Senator Rand Paul and a few colleagues will try to block an extension of the controversial Patriot Act provisions using a filibuster, Paul confirmed Monday in an interview.


Paul, a Republican from Kentucky, told the New Hampshire Union Leader that he would take an aggressive public stance on the Senate floor against extension championed by Senate Majority Leader Mitch McConnell.

Event Update:  Rand Paul at the National Constitution Center (May 18, 11:00 A.M.)

“I’m going to lead the charge in the next couple of weeks as the Patriot Act comes forward,” he told the Union Leader. “We will be filibustering. We will be trying to stop it. We are not going to let them run over us. And we are going to demand amendments and we are going to make sure the American people know that some of us at least are opposed to unlawful searches.”
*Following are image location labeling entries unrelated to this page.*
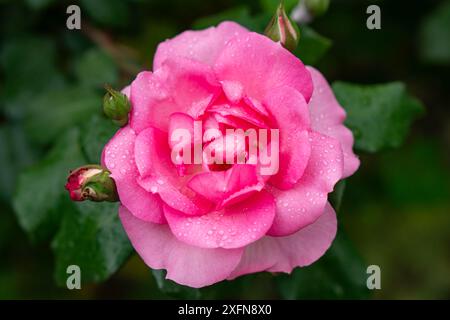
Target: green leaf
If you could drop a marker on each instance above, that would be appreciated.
(41, 188)
(96, 133)
(312, 46)
(96, 68)
(435, 35)
(380, 115)
(336, 196)
(53, 111)
(172, 289)
(91, 237)
(107, 12)
(22, 60)
(339, 274)
(16, 154)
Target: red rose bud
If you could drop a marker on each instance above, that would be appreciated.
(317, 7)
(116, 106)
(282, 29)
(91, 182)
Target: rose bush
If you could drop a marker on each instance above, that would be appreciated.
(204, 223)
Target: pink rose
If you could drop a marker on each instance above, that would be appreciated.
(205, 223)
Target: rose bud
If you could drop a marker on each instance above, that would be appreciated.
(91, 182)
(116, 106)
(282, 29)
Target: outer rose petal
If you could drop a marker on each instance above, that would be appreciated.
(327, 117)
(203, 46)
(180, 85)
(282, 254)
(260, 65)
(142, 204)
(303, 204)
(289, 109)
(233, 227)
(185, 264)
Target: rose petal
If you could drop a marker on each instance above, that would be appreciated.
(222, 186)
(233, 227)
(118, 157)
(283, 254)
(180, 85)
(203, 46)
(327, 117)
(261, 65)
(185, 264)
(303, 204)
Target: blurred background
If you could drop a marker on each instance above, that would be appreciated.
(395, 209)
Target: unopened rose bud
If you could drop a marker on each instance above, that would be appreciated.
(317, 7)
(91, 182)
(282, 29)
(116, 106)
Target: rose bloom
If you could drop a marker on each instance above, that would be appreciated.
(205, 223)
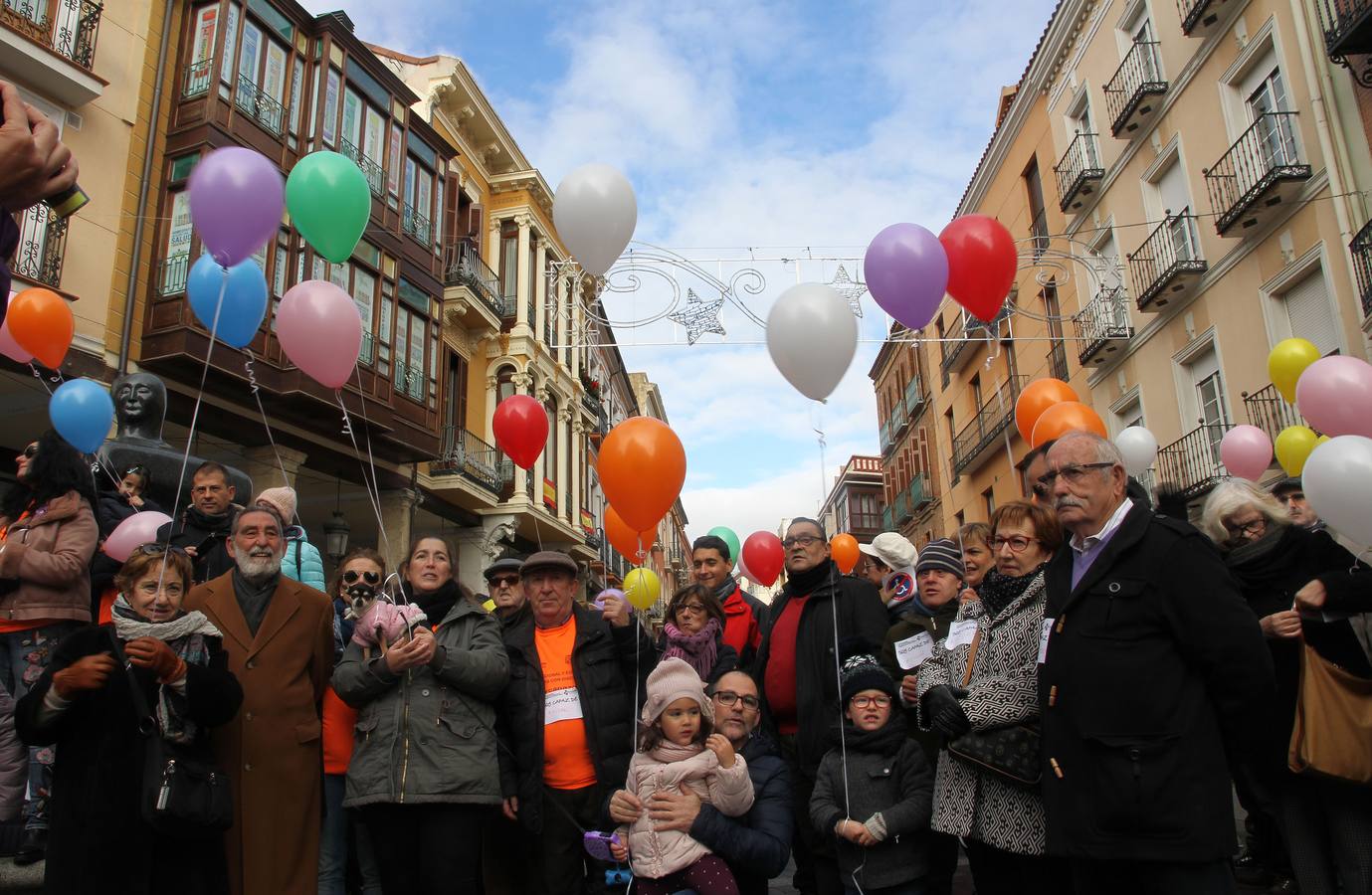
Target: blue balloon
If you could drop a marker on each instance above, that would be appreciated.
(245, 299)
(82, 412)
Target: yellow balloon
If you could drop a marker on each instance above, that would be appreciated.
(1287, 362)
(643, 588)
(1292, 448)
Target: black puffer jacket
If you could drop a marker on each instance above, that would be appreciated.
(605, 661)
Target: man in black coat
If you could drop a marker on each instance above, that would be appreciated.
(567, 718)
(1153, 676)
(797, 665)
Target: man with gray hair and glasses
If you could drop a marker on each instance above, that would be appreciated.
(1153, 676)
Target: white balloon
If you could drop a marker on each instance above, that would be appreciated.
(1139, 449)
(596, 211)
(813, 336)
(1338, 484)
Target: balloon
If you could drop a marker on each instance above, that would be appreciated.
(43, 325)
(764, 557)
(1292, 448)
(1287, 362)
(82, 412)
(643, 467)
(245, 299)
(643, 588)
(594, 213)
(1335, 395)
(1036, 398)
(844, 551)
(905, 271)
(981, 264)
(520, 425)
(329, 202)
(1065, 417)
(811, 336)
(1338, 484)
(728, 537)
(630, 544)
(1139, 448)
(137, 529)
(1246, 451)
(319, 330)
(236, 202)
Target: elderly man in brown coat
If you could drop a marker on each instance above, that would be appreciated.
(279, 634)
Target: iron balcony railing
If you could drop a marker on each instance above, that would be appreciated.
(1104, 318)
(1268, 152)
(68, 28)
(991, 420)
(1172, 249)
(373, 173)
(43, 242)
(464, 453)
(1078, 167)
(1190, 466)
(1137, 77)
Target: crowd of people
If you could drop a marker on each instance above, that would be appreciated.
(1068, 696)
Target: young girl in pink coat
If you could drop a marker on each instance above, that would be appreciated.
(680, 747)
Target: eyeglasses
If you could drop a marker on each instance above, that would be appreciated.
(1072, 473)
(730, 698)
(1017, 543)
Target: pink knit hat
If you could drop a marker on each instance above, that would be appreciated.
(672, 680)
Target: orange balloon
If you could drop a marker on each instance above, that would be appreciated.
(630, 544)
(1067, 417)
(1039, 397)
(43, 325)
(844, 551)
(643, 467)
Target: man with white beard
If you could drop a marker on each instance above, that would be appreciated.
(279, 636)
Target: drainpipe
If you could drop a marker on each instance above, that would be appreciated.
(126, 334)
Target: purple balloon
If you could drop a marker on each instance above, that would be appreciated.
(236, 202)
(907, 271)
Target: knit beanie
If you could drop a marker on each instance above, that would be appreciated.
(672, 680)
(282, 500)
(941, 554)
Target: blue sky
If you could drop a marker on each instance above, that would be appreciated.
(779, 126)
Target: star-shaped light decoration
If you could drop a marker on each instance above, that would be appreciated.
(850, 289)
(698, 317)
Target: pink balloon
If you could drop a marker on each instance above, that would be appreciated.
(140, 528)
(319, 330)
(1246, 451)
(1335, 397)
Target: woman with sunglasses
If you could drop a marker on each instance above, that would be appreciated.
(47, 537)
(694, 632)
(84, 705)
(424, 769)
(983, 678)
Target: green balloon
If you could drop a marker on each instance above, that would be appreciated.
(727, 535)
(329, 203)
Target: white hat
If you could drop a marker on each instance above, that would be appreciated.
(892, 548)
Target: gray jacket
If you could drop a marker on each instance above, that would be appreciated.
(428, 735)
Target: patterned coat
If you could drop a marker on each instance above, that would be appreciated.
(1003, 689)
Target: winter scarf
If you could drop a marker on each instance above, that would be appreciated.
(185, 636)
(697, 649)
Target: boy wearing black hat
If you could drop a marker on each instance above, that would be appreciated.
(880, 815)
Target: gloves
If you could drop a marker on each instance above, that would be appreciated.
(944, 713)
(90, 672)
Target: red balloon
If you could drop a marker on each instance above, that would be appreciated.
(764, 557)
(981, 264)
(520, 430)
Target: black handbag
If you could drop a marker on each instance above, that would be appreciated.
(1013, 753)
(181, 796)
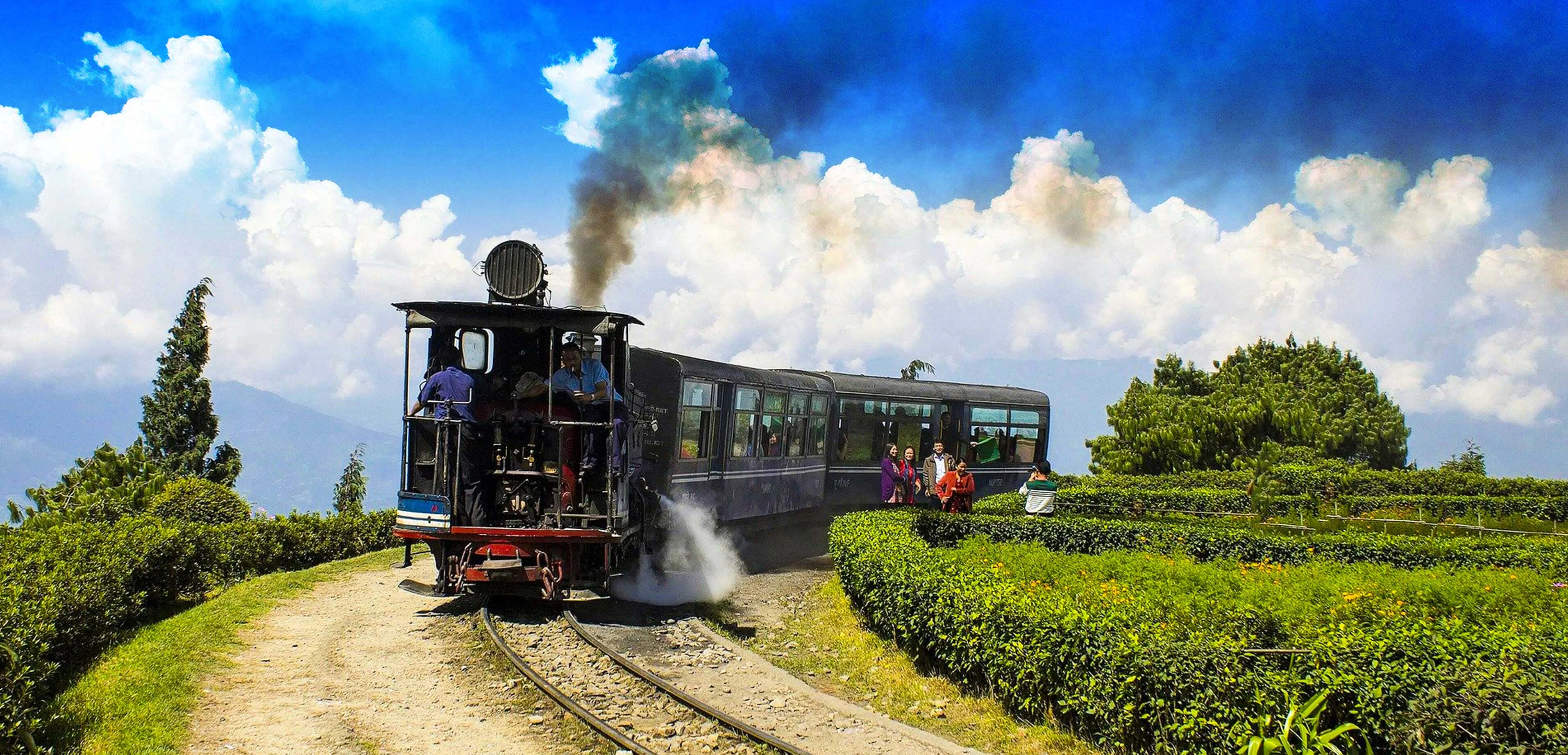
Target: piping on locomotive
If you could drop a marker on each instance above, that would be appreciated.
(774, 453)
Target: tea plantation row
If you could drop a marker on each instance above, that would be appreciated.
(1228, 496)
(70, 589)
(1206, 541)
(1155, 652)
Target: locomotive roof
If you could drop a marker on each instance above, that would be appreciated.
(935, 391)
(476, 314)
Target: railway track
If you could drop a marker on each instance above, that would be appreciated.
(635, 709)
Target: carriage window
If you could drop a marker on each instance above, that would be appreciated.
(1024, 444)
(817, 436)
(857, 433)
(796, 439)
(697, 420)
(697, 394)
(987, 416)
(797, 403)
(744, 439)
(744, 435)
(772, 436)
(1001, 436)
(866, 428)
(695, 433)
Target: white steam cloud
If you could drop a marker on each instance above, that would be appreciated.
(698, 563)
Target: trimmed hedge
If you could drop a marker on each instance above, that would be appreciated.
(1117, 497)
(1141, 652)
(70, 589)
(1208, 541)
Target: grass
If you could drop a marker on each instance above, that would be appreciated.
(824, 644)
(138, 698)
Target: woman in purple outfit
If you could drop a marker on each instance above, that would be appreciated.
(893, 478)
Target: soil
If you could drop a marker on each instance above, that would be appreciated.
(358, 666)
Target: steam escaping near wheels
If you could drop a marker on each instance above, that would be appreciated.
(697, 565)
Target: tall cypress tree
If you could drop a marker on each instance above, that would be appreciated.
(176, 419)
(349, 494)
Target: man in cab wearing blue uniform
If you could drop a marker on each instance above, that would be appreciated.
(451, 392)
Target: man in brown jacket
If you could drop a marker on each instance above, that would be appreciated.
(935, 467)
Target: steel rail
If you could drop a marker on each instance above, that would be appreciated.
(692, 702)
(610, 732)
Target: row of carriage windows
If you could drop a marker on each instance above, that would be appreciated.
(796, 424)
(764, 422)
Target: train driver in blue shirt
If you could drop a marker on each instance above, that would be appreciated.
(451, 384)
(589, 383)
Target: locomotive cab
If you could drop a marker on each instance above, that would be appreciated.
(520, 481)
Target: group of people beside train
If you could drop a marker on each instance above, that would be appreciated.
(943, 481)
(451, 391)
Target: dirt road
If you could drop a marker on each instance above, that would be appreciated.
(358, 666)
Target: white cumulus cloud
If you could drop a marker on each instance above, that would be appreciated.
(126, 211)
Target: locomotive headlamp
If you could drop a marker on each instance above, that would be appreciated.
(515, 273)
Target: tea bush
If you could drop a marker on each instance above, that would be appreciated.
(70, 589)
(1128, 494)
(201, 502)
(1206, 541)
(1145, 652)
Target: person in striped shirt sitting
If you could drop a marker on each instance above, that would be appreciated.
(1040, 492)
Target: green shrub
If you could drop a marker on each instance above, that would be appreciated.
(1206, 541)
(200, 502)
(1160, 492)
(68, 589)
(1142, 652)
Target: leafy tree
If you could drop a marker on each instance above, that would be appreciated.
(349, 494)
(102, 488)
(916, 369)
(1307, 395)
(176, 417)
(1470, 463)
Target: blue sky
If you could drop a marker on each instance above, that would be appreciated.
(1388, 176)
(1217, 102)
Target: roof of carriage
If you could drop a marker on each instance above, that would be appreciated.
(697, 367)
(933, 391)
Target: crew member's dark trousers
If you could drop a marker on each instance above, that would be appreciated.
(474, 477)
(593, 452)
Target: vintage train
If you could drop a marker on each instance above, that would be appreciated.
(774, 453)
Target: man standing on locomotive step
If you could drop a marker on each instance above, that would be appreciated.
(935, 469)
(589, 383)
(451, 386)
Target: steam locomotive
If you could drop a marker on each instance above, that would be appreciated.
(774, 453)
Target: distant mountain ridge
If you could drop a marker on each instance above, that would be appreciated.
(292, 453)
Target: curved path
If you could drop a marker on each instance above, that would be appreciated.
(358, 666)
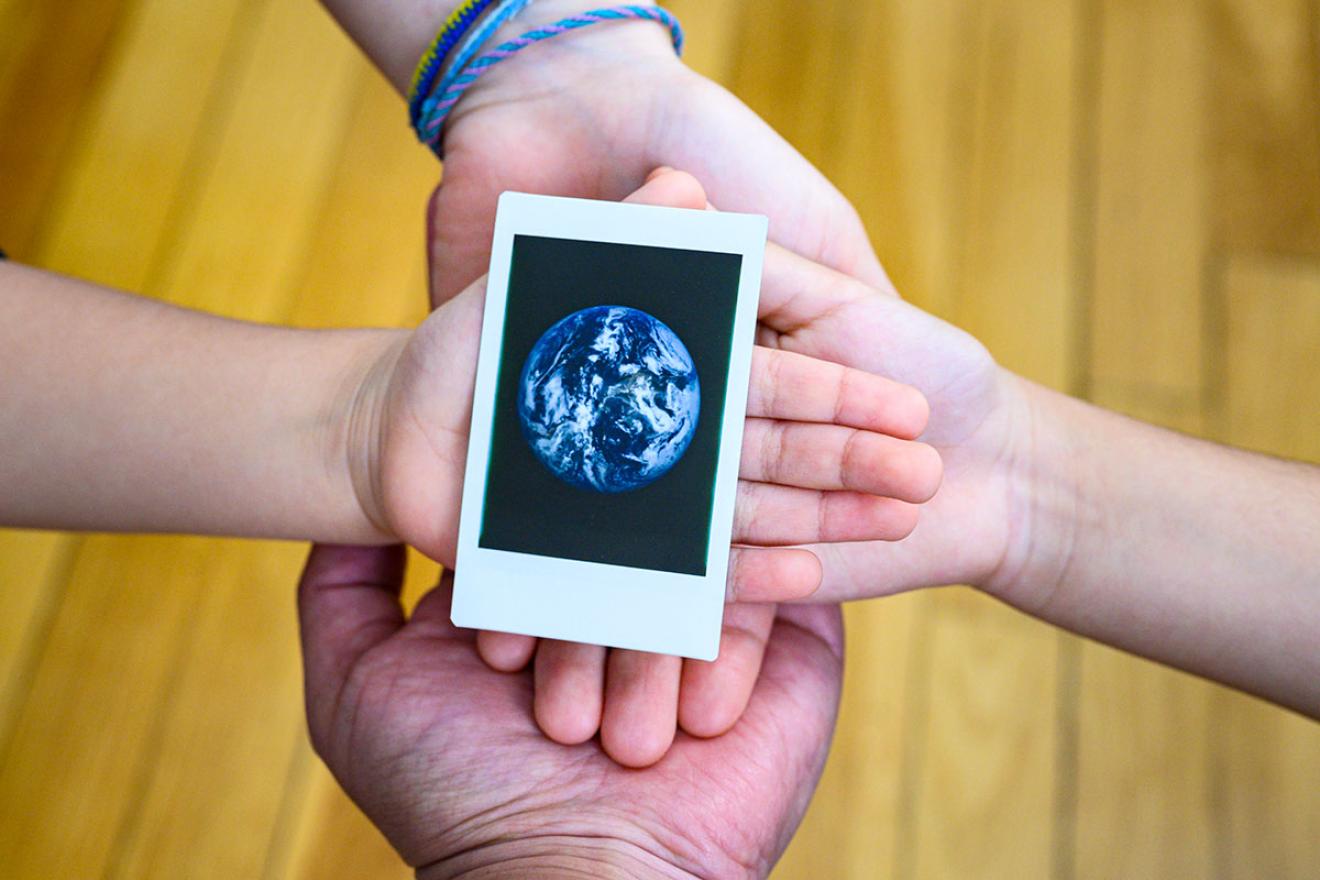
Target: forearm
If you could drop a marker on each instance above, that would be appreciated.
(1195, 554)
(122, 413)
(568, 858)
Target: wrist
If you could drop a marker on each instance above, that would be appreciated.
(639, 50)
(1044, 470)
(357, 429)
(555, 858)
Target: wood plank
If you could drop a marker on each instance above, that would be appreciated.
(83, 732)
(49, 71)
(1151, 198)
(1143, 793)
(787, 54)
(852, 826)
(144, 140)
(1142, 744)
(242, 250)
(906, 111)
(1266, 125)
(1265, 761)
(990, 760)
(33, 566)
(984, 800)
(334, 839)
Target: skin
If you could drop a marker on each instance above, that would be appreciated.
(133, 414)
(588, 116)
(442, 752)
(592, 115)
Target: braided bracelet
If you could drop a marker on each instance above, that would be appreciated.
(432, 123)
(424, 77)
(502, 13)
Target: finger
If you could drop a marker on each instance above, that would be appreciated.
(569, 690)
(793, 387)
(712, 695)
(830, 457)
(640, 706)
(506, 652)
(669, 189)
(770, 515)
(771, 574)
(347, 603)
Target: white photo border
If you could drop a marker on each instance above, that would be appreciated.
(589, 602)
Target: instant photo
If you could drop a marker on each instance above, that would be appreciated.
(576, 500)
(607, 418)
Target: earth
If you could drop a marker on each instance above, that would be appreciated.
(609, 399)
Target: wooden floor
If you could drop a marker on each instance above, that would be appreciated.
(1122, 199)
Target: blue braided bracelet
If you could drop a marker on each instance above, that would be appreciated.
(460, 20)
(432, 123)
(503, 12)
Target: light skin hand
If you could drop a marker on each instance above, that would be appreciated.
(635, 701)
(830, 451)
(124, 413)
(590, 115)
(442, 754)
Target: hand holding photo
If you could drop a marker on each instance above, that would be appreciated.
(607, 422)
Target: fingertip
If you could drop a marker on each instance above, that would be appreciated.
(803, 574)
(640, 706)
(671, 189)
(919, 412)
(713, 695)
(636, 746)
(774, 574)
(504, 652)
(927, 472)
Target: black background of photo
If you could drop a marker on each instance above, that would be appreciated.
(664, 525)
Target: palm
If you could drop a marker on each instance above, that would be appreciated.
(964, 532)
(424, 428)
(444, 755)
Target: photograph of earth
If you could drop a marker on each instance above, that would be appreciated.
(613, 375)
(609, 399)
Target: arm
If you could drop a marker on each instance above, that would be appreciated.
(1186, 552)
(1195, 554)
(130, 414)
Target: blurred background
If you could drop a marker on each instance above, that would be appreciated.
(1121, 198)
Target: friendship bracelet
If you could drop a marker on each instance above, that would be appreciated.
(494, 20)
(460, 20)
(432, 123)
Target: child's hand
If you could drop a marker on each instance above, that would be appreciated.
(808, 475)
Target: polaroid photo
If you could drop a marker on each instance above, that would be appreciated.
(607, 424)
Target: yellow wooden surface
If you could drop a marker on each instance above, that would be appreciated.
(1121, 198)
On Sunday, Senator Ron Wyden, a Democrat from Oregon, said he also would filibuster a short-term extension of the current provisions, which critics believe violate the Constitution’s First and Fourth Amendment.

Back in May 2011, Paul was a vocal opponent of the four-year extension of provisions related to the government’s ability to collect “business records” such as phone metadata with the permission of a federal judge behind closed doors.

It was unclear from Paul’s comments what type of filibuster he would employ. In March 2013, Paul undertook an old-fashioned talking filibuster, made famous in the movie “Mr. Smith Goes To Washington.” Wyden took part in Paul’s 13-hour filibuster about executive power and drones, along with Republicans Mike Lee and Ted Cruz.

Then Senate minority leader McConnell was also part of the 2013 Paul filibuster, but now he will control the procedure that would possibly allow a talking filibuster or a cloture vote to block a filibuster.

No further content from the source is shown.